Use spark events and the spark size viewer to diagnose a spark granularity issue

2 Concepts

  • rolling buffer strategy - limit the number of sparks created during a traversal by conditioning the creation of new sparks on and old task being completed

3 Background

In the first module on spark events, we encountered a program that was creating sparks too quickly.

Let's see what happens when we swap out the parallel-everything strategy with a rolling buffer one which creates sparks in such a way that only a buffer-full are in the pool at any time. The list elements are all still evaluated in parallel, but the creation of sparks is throttled by a cunning bit of sequentialness that waits for each successive element of the list to be evaluated (to WHNF) before creating more sparks

 parBufferWHNF :: Int -> Strategy [a]
 parBufferWHNF n0 xs0 = return (ret xs0 (start n0 xs0))
   where -- ret :: [a] -> [a] -> [a]
     ret (x:xs) (y:ys) = y `par` (x : ({-x `seq`-} ret xs ys))
     ret xs     _      = xs

     -- start :: Int -> [a] -> [a]
     start 0   ys     = ys
     start !_n []     = []
     start !n  (y:ys) = y `par` start (n-1) ys

4 Steps

  1. Build and run the somewhat revised parlist1 example.
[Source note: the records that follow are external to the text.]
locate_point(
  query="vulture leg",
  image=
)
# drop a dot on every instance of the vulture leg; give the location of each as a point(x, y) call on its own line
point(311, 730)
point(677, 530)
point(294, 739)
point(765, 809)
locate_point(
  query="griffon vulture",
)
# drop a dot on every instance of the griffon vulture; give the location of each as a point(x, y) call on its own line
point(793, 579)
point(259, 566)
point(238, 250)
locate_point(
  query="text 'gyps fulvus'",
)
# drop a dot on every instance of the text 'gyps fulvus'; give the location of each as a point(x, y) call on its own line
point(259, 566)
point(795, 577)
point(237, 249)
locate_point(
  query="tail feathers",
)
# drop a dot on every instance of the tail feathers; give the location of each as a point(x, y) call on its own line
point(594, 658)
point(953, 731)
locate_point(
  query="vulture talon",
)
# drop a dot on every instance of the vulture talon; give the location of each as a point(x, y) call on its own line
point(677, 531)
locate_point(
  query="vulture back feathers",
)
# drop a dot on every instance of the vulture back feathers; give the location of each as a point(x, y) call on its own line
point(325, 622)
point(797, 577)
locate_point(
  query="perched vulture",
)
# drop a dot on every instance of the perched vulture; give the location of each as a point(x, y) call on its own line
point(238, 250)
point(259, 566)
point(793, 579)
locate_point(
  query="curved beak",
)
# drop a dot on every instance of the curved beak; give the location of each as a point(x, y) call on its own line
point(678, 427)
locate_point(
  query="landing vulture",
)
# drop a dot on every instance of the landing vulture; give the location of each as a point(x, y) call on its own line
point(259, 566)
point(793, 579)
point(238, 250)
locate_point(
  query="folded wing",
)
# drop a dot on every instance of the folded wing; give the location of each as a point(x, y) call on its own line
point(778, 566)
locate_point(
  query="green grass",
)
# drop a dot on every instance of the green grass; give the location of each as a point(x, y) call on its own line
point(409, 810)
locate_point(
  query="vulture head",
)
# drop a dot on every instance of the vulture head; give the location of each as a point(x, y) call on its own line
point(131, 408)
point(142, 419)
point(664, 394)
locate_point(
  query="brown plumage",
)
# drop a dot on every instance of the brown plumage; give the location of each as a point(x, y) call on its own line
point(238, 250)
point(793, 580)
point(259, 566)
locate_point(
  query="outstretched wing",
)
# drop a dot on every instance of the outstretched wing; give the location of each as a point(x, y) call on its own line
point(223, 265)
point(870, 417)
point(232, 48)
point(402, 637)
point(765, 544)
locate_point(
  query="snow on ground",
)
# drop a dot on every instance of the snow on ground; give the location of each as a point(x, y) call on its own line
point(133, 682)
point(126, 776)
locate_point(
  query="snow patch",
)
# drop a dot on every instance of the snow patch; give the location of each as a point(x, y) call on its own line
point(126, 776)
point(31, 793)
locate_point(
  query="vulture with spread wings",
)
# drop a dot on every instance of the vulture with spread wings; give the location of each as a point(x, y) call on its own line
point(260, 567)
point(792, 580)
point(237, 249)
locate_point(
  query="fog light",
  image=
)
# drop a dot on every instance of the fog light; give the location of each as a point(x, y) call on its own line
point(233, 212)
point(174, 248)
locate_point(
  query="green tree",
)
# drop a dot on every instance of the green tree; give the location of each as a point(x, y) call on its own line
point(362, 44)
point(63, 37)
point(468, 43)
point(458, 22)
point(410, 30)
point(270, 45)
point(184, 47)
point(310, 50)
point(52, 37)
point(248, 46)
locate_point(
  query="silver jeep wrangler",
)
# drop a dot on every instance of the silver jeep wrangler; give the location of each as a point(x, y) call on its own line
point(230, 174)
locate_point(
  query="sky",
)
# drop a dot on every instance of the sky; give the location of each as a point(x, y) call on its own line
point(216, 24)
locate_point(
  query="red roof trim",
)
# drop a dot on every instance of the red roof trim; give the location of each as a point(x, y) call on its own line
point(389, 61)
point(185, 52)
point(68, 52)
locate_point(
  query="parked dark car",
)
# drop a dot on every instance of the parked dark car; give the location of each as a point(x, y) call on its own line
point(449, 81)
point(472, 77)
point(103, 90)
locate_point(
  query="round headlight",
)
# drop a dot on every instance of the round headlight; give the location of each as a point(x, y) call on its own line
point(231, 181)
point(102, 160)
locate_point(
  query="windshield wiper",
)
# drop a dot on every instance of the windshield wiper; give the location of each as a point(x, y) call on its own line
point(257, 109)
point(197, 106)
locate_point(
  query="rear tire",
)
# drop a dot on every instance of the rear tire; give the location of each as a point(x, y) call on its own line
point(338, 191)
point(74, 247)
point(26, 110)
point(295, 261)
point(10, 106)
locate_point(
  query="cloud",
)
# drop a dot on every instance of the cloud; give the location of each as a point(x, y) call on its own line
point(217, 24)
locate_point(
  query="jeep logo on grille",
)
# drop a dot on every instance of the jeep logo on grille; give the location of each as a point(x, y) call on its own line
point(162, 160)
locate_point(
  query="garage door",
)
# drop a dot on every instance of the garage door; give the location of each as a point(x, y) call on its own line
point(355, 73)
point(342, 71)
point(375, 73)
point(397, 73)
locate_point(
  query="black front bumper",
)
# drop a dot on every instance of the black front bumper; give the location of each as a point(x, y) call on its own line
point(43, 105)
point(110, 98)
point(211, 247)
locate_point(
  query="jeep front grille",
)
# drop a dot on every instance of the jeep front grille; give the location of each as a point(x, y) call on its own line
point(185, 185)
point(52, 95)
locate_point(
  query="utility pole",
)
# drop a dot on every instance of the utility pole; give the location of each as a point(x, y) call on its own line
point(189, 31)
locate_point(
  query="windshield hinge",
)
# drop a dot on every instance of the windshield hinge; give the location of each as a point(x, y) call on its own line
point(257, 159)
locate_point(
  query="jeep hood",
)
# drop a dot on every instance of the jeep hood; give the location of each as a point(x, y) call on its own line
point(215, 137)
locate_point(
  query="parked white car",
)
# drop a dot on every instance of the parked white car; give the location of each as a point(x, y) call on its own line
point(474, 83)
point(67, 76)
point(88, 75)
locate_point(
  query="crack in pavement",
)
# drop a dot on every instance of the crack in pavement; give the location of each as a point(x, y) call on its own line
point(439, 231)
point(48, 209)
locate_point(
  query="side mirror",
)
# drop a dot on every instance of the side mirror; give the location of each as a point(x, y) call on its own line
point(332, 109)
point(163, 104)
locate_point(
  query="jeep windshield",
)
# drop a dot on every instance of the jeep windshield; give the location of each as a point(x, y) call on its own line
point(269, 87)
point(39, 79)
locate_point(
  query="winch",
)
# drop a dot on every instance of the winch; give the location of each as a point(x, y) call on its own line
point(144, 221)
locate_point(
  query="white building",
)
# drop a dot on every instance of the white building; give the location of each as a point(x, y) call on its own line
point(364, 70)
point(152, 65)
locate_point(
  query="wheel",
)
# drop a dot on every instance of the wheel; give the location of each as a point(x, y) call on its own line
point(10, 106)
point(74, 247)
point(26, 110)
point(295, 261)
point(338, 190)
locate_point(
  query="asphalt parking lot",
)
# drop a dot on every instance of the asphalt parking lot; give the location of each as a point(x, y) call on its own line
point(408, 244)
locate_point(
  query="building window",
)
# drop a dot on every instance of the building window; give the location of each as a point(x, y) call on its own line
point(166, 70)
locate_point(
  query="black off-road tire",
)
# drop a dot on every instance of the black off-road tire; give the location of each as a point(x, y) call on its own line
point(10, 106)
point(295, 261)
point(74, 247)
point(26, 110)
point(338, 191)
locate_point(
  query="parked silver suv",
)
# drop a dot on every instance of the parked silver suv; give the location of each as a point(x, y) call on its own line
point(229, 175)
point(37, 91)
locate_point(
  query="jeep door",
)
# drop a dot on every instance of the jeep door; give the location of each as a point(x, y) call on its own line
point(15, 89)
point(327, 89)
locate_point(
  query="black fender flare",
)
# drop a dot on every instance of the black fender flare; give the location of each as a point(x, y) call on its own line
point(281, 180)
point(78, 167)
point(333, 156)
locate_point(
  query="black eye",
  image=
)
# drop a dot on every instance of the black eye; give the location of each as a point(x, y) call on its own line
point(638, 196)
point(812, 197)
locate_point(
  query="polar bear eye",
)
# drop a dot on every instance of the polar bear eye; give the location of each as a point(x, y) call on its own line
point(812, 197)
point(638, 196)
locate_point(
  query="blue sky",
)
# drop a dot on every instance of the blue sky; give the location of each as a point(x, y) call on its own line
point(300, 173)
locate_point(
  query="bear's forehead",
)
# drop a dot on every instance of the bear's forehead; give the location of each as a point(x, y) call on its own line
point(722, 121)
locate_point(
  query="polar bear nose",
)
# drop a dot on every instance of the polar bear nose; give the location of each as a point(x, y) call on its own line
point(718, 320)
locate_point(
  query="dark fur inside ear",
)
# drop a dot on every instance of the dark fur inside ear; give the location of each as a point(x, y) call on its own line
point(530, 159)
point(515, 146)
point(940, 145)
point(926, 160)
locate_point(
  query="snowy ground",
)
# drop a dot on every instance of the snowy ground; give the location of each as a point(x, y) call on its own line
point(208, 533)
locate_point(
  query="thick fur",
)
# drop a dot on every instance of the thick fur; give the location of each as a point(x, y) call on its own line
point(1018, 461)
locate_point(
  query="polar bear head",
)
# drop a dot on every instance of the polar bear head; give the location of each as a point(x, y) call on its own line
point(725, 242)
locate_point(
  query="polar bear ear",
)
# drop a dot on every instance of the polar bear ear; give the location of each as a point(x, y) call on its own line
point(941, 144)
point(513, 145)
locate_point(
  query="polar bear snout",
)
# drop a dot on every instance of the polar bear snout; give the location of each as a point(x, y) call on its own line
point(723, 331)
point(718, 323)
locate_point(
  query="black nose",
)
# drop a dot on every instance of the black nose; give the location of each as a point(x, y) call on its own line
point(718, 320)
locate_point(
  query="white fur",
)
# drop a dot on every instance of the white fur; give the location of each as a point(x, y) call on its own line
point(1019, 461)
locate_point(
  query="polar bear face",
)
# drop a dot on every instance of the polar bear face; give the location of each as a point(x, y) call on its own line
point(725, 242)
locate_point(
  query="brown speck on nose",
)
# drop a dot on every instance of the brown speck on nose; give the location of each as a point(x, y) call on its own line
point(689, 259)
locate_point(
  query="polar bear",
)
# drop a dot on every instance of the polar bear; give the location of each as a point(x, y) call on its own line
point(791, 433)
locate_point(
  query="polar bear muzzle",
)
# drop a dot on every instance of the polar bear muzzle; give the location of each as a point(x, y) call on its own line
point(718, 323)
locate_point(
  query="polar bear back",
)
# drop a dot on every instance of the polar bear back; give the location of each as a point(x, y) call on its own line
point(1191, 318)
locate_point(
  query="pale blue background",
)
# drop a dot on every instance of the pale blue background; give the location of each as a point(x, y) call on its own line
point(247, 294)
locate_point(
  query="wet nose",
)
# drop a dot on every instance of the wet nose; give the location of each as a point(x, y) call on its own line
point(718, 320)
     ./parlist1 +RTS -N2 -lf
     threadscope parlist1.eventlog
  2. Have a look at the activity log. Notice any changes?

    parlist1 activity

    We're getting a bit more use out of that second core now, and seem to be using both of them throughout the life of the program.

  3. Scroll down to the spark creation/conversion for the revised parlist1.

    parlist1 activity

    We are now creating and converting sparks throughout the life of the program, which is an improvement.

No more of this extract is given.